Наш Цинна продвинулся гораздо дальше Анатоля.
Он давно пережил ту интригующую ненормальность, что отличает всех прирожденных поэтов. Это забавная история, такая же невероятная для тебя, как факт существования зимы и зубной боли. Цинна тайно упивался отзывами о себе как о человеке, очень остро чувствующем время. Клянусь Аполлоном, так и было, но ни с того ни с сего начавшие хвалить его критики уперлись в самое заметное, и в последние годы это
“обостренное чувство” превратилось в полный бедлам.
Он ставил перед собой часы и дрочил как горилла, возбуждаясь от движения секундной стрелки. Большим несчастьем для него было кончить раньше или позже звонка будильника, который он подводил перед актом своего единения с временем. Вскоре Цинна пришел к заключению, что поскольку он равен ангелам, кои суть время, то имеет право на собственный алгоритм, и последний наверняка содержит в себе колоссальное откровение. В его квартире все было увешано часами, но только одним он поклонялся как Богу. Не знаю, в чем тут причина - может быть, они отсчитывали минуты его самых горячих свиданий, и тогда выходит, что некто из возлюбленных двуногих стал поводом для его сумасшествия, однако ведь иначе не бывает. Да, немногие из наших общих знакомых избежали психиатрических клиник. Ты не выдержала сама. Тогда, в том декабре пять лет назад, тебя никто не гнал на прием к врачу, кроме ужаса, заменившего тебе ощущение бытия. Ты пришла самостоятельно и, видимо, твой страх заразил врачей, потому что они сразу согласились с твоими опасениями. То была первая и предпоследняя госпитализация. Я не знал всех подробностей и целый день провел как на иголках.
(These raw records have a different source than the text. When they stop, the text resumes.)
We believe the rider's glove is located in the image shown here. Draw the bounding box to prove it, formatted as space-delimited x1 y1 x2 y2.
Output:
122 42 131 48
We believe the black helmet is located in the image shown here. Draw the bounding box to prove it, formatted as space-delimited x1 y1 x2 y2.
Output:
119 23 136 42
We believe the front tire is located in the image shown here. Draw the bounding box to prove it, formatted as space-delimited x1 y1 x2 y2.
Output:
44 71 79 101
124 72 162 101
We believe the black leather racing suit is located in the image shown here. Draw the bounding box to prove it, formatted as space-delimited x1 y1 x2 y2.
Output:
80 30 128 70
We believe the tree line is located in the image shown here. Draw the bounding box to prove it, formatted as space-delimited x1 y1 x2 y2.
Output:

Моему премьерству едва исполнился год. Мы гуляли по больничному парку в одиночестве. Ты не видела охранников, мелькавших среди черных декабрьских деревьев, и я старался отвлечь тебя от слишком пристальных взглядов вдаль. Ты сказала, что мое место незаконно и грешно. Я понимал: ты не говоришь о средствах, приведших меня во власть - они, эти средства, не изменились за последнюю сотню веков. Ты говорила о том, что человек не должен управлять людьми. Он не побеждает драконов, спрятанных в народе
- в каждом из людей, он не победил их даже в себе самом, и что дракон мудрости здесь - изгнанник. Что
Бог проклят людьми, а не люди Богом, и Он оклеветан настолько, что самые безумные поэты прошлого кажутся сейчас святыми. И что, наконец, я сам становлюсь воплощением тьмы, ее огнем, но не солнечным богом. Я только пожал плечами. Мои соратники, услышав эти речи, зашлись бы от хохота, но злость не помогла мне найти правильные слова. Мое объяснение прозвучало бы слишком запутанно, а на легкие слова я не был способен, видя, как ты распадаешься на части, превращая все чем ты была в уродливый шлейф за столбом Света. Ну разве сейчас тебе не открылось простая вещь: только так и должно быть в это переломное черное время, что я старше многих и младше других, что я - человек, потому что сражаться с туманом меня толкнули такие простые, такие земные чувства? Воплотиться в драконе несложно. Только будет ли он драконом Знания? За всеми этими вопросами
- в суете театра ты видела в них пафос и больше ничего - не кроется ни современная поэзия, ни современная философия, ничто современное не кроется в них. Я мечтал о прошлом. Я ждал волну, которая вернется с новой пеной, и выбросит на берег тех, кто может все это принять. Каждый считает себя мудрым - хотя бы даже в самом мрачном уголке души, и я такой же. Вся разница моя перед другими заключалась только в том, что я не боялся их иронии и страха перед колоссами, потому что я жил в иронии и колоссах, и смотрел на них не отрываясь, как смотрят в окно из салона машины, думая о своем. Зачем?.. Нас окружает неописуемое. И хоть бы кто - нибудь нашел в себе мужество согласиться с этим фактом. “Такие, знать, времена”, как говаривали мои дядюшки… И в чем - то они были правы. Такие времена.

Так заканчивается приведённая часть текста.